O alerta é de Manuel Faustino, primeiro diretor dos serviços do IRS do Fisco, que afirma que, do lado dos contribuintes, o sistema "é muito pouco transparente e está muito pouco aprofundada do ponto de vista dos seus direitos e das suas garantias".
O especialista em IRS esclarece que, aquando o lançamento do e-fatura, a 1 de janeiro de 2013, os contribuintes “tinham escolha” em relação ao benefício de dedução de 15% do IVA suportado com as despesas em setores considerados de risco, como a restauração e hotelaria, os cabeleireiros e a reparação de veículos, em sede de IRS, até um limite máximo de 250 euros.
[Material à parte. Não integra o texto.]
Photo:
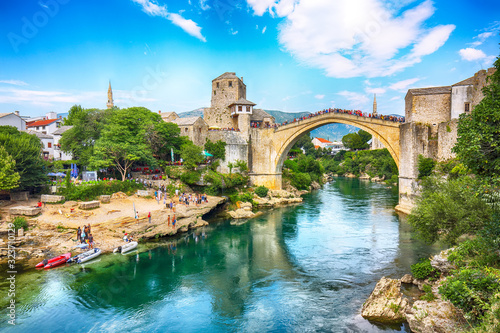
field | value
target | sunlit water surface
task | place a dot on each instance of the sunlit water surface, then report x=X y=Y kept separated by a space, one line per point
x=306 y=268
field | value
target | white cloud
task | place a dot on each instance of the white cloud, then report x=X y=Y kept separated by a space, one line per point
x=357 y=100
x=481 y=38
x=355 y=38
x=275 y=7
x=471 y=54
x=14 y=82
x=204 y=5
x=150 y=7
x=375 y=90
x=403 y=85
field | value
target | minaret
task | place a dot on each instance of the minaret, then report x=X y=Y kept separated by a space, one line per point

Se os contribuintes quisessem beneficiar deste incentivo, indicavam o NIF, mas, caso contrário, não o indicavam, o que "não prejudicava o quadro da dedutibilidade das outras despesas do regime jurídico em vigor", tal como a Comissão Nacional de Proteção de Dados (CNPD) tinha recomendado num parecer de 2012.
Nesse parecer, solicitado pelo governo de então, a CNPD considerou que estava em causa "um tratamento de dados pessoais sensíveis porque atinentes à vida privada dos cidadãos", sendo "essencial garantir que o contribuinte singular que opte por não fornecer o seu NIF ao emitente da fatura, por motivos legítimos como a salvaguarda da sua privacidade, não possa ser de algum modo penalizado em relação às vantagens que tem vindo a obter ao abrigo do regime jurídico vigente".
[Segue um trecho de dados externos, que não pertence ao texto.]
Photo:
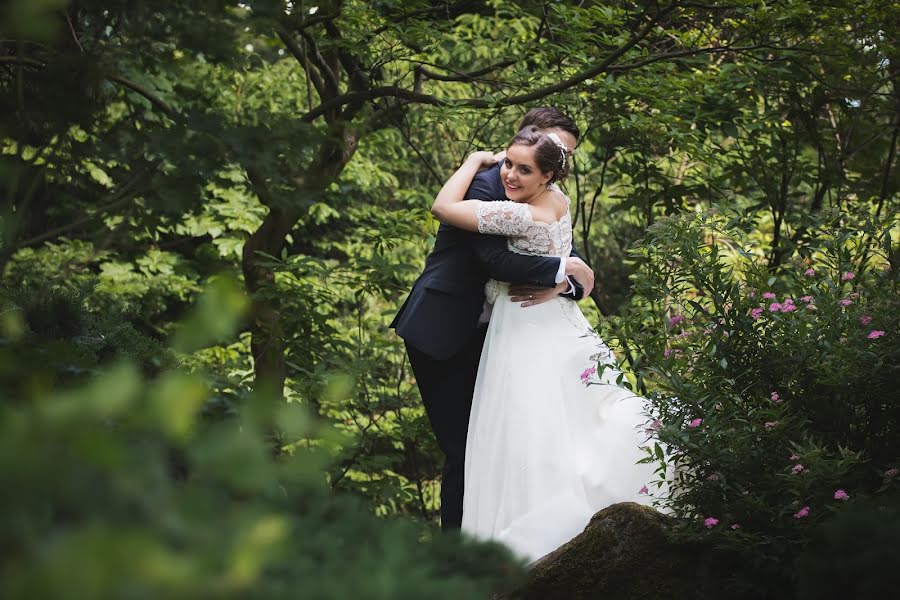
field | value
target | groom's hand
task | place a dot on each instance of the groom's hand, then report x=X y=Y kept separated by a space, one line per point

Mas, depois da reforma do IRS de 2014, e a “partir do dia 1 de janeiro de 2015, apenas as faturas com NIF passaram a ser consideradas para as deduções em sede de IRS", esclarece Manuel Faustino, para quem se tratou de uma "mutação extremamente significativa" e "contrária à letra e ao espírito da lei da proteção de dados".
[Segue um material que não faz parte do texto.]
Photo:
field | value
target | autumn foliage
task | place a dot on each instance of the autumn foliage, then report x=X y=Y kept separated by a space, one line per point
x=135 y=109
O fiscalista refere ainda que, tendo em conta o parecer de 2012 da CNPD, que não foi chamada a apreciar o diploma da reforma do IRS, esta comissão "jamais poderia concordar com esta opção, uma vez que, "legitimamente, o contribuinte tem direito a não dar o seu NIF, mas também tem o direito de não ficar prejudicado em relação à dedutibilidade das despesas" que pode abater no IRS.
Em 2013, e após "várias queixas recebidas", a CNPD verificou que "estavam a ser processados pela AT [Autoridade Tributária] mais dados do que aqueles que eram necessários", tendo "ordenado à AT a tomada de um conjunto de medidas para corrigir a situação", indicou, em declarações à Lusa, uma fonte oficial da comissão que também esclareceu que, numa segunda ação fiscalizadora, verificaram que "foram cumpridas as determinações da CNPD".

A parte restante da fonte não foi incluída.